State television reported that Supreme Leader Ayatollah Ali Khamenei, who has upheld the election result, urged the Guardian Council to "precisely consider" the complaints.
But the Iranian leadership has put itself in an impossible position, our Tehran correspondent says.
He says that Ayatollah Khamenei has given his complete endorsement to the election result and to Mr Ahmadinejad, and by doing so he has put at risk the very foundations of the Islamic republic.
Dozens of opposition activists have been arrested since the protests began, while internet sites appear to have been blocked and the media heavily restricted.
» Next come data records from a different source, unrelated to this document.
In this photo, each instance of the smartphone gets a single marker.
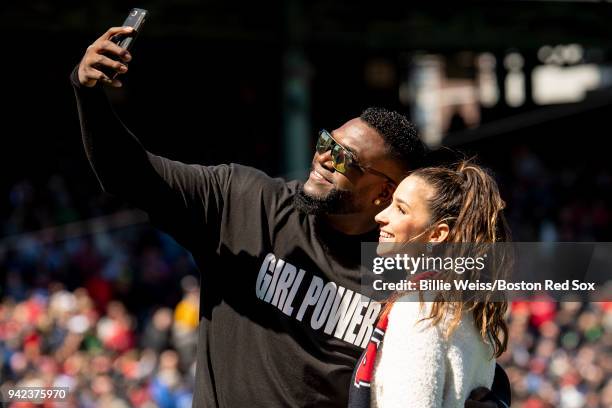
(135, 19)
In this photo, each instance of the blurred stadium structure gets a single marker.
(84, 284)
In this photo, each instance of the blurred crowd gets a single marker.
(113, 314)
(59, 338)
(560, 354)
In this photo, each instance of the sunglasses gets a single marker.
(342, 158)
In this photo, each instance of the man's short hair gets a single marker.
(399, 134)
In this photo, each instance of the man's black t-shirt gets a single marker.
(282, 322)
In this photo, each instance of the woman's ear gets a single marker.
(439, 233)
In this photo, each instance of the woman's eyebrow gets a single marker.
(399, 200)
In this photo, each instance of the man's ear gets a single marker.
(439, 233)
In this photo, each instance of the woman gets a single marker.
(434, 353)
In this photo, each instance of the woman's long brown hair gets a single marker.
(466, 197)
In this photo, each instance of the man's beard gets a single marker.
(335, 202)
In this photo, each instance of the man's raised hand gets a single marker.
(98, 58)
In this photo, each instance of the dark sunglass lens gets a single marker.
(339, 159)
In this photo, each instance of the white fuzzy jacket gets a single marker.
(418, 368)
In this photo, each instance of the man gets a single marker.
(282, 322)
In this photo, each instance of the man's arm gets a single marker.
(177, 196)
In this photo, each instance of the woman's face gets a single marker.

UN Secretary-General Ban Ki-moon said he was following the situation closely.
"The position of me and the United Nations is that the genuine will of the Iranian people should be fully respected," he told reporters.
EU foreign ministers expressed "serious concern" and called for an inquiry into the conduct of the election, while France and Germany each summoned their Iranian ambassadors to explain what was going on.
German Chancellor Angela Merkel criticised the use of "completely unacceptable" force against protesters and called for a "transparent evaluation of the election result".
While the result of the election is disputed, correspondents note that Mr Ahmadinejad does have the backing of millions of Iranians.
Groups of his supporters gathered outside French and British embassies in Tehran on Monday, protesting against what they consider to be foreign interference in Iran's affairs.
"We have gathered here to protest the hidden interference of the Brits and the world, who are trying to create chaos in our country," one protester said.